Poetry of Revolution: Romanticism and National Projects

(Sean Pound) #1

DEFAILLANCE


J’en vois tant dont la bouche est encor toute pleine
D’harmonie, cet qui n’ont que le doute et la haine
Dans un cœur qu’on dirait plein d’amour et de foi ;
J’en vois tant que ce doute implacable travaille,
Que je sens, par moments, ma ferveur qui défaille,
Et que je me surprends qui me demande à moi.


A quoi servent ces chants, malgré toute harmonie
Dont je les remplirais ; que soit le génie
Dont le souffle viendrait faire vibrer mon cœur?
A quoi servent ces chants, toutes ces strophes vaines
Dont, pour moi, chaque vers, est le sang de mes veines
Goutte à goutte tombant, trahissant ma douleur?


Ainsi, me voilà donc sous l’étreinte du doute ;
Tente de m’arrêter à moitié de la route,
Gémissant, le front bas, je me demande à moi
Si je peux jusqu’au bout aller sans défaillance,
Si nul instinct honteux ne soutient ma vaillance,
Et si mon livre même est une œuvre de foi.

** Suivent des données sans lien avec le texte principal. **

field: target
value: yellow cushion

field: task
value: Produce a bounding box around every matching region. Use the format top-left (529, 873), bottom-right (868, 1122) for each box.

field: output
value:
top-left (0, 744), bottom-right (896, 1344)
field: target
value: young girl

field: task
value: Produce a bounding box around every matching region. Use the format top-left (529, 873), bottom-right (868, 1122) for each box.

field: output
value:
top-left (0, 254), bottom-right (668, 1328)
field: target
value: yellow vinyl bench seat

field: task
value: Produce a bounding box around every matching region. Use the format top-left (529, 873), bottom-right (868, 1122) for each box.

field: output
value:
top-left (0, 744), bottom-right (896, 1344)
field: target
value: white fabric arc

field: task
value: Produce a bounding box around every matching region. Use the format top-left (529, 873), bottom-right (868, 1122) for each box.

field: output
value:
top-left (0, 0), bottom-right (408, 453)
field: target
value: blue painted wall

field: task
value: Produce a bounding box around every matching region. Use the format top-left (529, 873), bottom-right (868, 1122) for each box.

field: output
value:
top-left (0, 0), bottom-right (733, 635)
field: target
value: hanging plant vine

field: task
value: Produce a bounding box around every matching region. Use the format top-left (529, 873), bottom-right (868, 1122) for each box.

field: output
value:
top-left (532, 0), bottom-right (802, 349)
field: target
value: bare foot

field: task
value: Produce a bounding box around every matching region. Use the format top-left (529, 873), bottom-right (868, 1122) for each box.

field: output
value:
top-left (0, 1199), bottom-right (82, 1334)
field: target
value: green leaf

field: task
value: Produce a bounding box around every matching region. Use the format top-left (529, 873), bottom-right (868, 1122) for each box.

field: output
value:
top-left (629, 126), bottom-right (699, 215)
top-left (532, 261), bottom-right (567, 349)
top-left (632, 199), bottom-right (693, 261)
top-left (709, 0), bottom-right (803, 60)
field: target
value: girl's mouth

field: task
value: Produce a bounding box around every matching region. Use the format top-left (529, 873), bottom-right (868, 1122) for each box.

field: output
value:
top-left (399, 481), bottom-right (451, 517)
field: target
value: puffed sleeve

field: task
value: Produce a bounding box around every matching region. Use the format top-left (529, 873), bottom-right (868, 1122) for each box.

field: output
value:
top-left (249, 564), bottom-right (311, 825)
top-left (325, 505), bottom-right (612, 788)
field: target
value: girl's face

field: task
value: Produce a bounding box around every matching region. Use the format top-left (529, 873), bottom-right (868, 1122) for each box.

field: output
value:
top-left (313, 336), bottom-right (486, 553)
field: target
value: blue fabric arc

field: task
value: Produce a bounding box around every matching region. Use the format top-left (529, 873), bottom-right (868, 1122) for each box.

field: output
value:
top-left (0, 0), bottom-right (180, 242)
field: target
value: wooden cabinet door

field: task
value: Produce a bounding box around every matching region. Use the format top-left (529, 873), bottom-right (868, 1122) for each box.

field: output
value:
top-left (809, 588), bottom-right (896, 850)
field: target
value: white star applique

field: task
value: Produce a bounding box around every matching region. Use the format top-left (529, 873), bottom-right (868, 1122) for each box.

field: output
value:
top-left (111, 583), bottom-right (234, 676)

Me voilà lentement obsédé d’un long rêve,
Interrogeant mon cœur, lui demandant sans trêve
S’il ne me berce en vain ; si, quelque jour, demain,
L’on ne me verra pas, chercher de gloire vile,
Agiter le drapeau de la guerre civile,
Et puis, sur mes autels, le planter, -- de ma main ;


Lui demandant, enfin, si quelque jour, moi-même
Qui parle de Justice, et consacre à ce thème
Ce que peut-être en moi j’ai de meilleurs accents,
Je n’irais pas aussi, fier, devant quelque traître,
Dont un sort rigoureux nous aurait fait un maître,
Fléchir mes deux genoux pour brûler mon encens.


Et mon cœur, soupirant, m’a répondu : J’ignore,
Car on m’a bien trompé ; car il n’est plus encore
De ces cœurs généreux qu’inspire leur dédain,
Dont la foi se complait au malheur qui cimente
Et qui savent toujours au fort de la tourmente
Fermer le gouffre énorme en s’y jetant soudain!